With that much style… He’s gotta be European | Photo: GoeVin2a

When it comes to winter outerwear, the pants and jacket you rock is a direct sign of what kind of skier you are.

Related: What Your Ski Poles Say About You As A Person | Ski Stereotypes [Part 2]

From unofficially sponsored Arctery’x skiers who are over 40 and better at climbing than they are shredding, all the way to SAGA riders who are better at spinning than they are turning– here are our way over generalized outerwear stereotypes.

SAGA

The SAGA skier usually skis on Atomic Benchetler’s and is known for their ‘homie’ vibe. The combination of saggy pants and jacket allows unimpeded movement of the arms and legs. With baggy freedom pants and jacket in tow, jibbers can complete ‘corked out’ dub blunt 7’s without any material-based restrictions. However the biggest upside is the fact that you never have to up-tuck if you see Debby Dutton on the slopes. Schwing!

Arctery’x

If you’re not familiar with the Arctery’x brand– you can’t afford it.
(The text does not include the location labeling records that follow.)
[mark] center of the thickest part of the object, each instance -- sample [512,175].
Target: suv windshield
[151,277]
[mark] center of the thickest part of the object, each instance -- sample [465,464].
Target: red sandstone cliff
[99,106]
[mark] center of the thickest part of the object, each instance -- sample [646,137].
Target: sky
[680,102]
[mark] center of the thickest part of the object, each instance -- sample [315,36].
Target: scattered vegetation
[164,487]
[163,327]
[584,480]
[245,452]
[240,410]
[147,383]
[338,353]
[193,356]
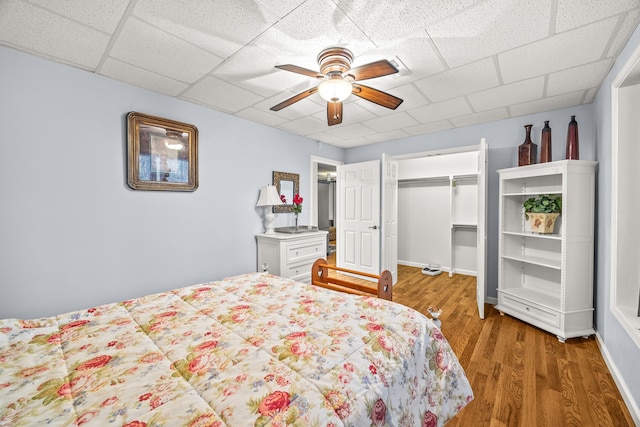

Which means 40-somethings, trust-funders, and savvy old rich dudes are usually the only ones sporting this gear that is as utilitarian as it is costly.

Unless you’re a climber with a pro deal– at which point the only thing that’ll look good when you’re skiing is the jacket and pant combo.

Descente

Descente was huge in the 80’s and 90’s and if you’re donning their outerwear you fall into one of two categories. The first category includes the teenage skier whose middle class mom gave them a way too old gaper-day onesie to use as their everyday ski jacket. The second category includes the affluent LA skier who frequents Squaw Valley on the holidays and still thinks “my style is timeless.”

Haglöfs

Like the SAGA skier, these skiers like the way they look more than the way they ski. Bright colors pervade the style and if you don’t like the skiing, you’ll be hard pressed to hate the style.

Columbia

Texans had no idea what Gore-Tex was until Columbia started putting it in their jackets. Now, Texans are warm and toast with the exception of their frozen feet that are being strangled by three pairs of cotton socks stuffed into their ski boots.

Carhartt

Carhartt onesie is only reserved for the most hardened of skiers. These skiers can’t be found at Jackson Hole or Squaw Valley but instead populate mom + pop ski hills like Mt Bohemia in Michigan and Snowshoe in West Virginia. These individuals deserve the utmost respect and should be treated with honor, diginity, and praise.

Starter

Joey ‘Bag O’ Donuts’ Perelli from Newark, NJ wouldn’t be caught dead without his Jets Starter Jacket during his boy’s weekend at “Hunta.” Turns out his buddies feel the same but instead rock their Giants, Ravens, and Buffalo jackets respectively.

Bogner

Only the most stylish and elegant of European skiers have the ability to rock the Bogner look on the snowy slope. Since the beginning, Bogner has been reserved for the likes of James Bond, Queen Elizabeth, and the artist formerly known as “Prince.” If you’re not legendary– don’t even bother.

Patagonia

The Patagonia skier saves up all summer to get a new powslayer jacket and relentlessly preaches enviromental stewardship even though they have 6 of the same jacket in their closet.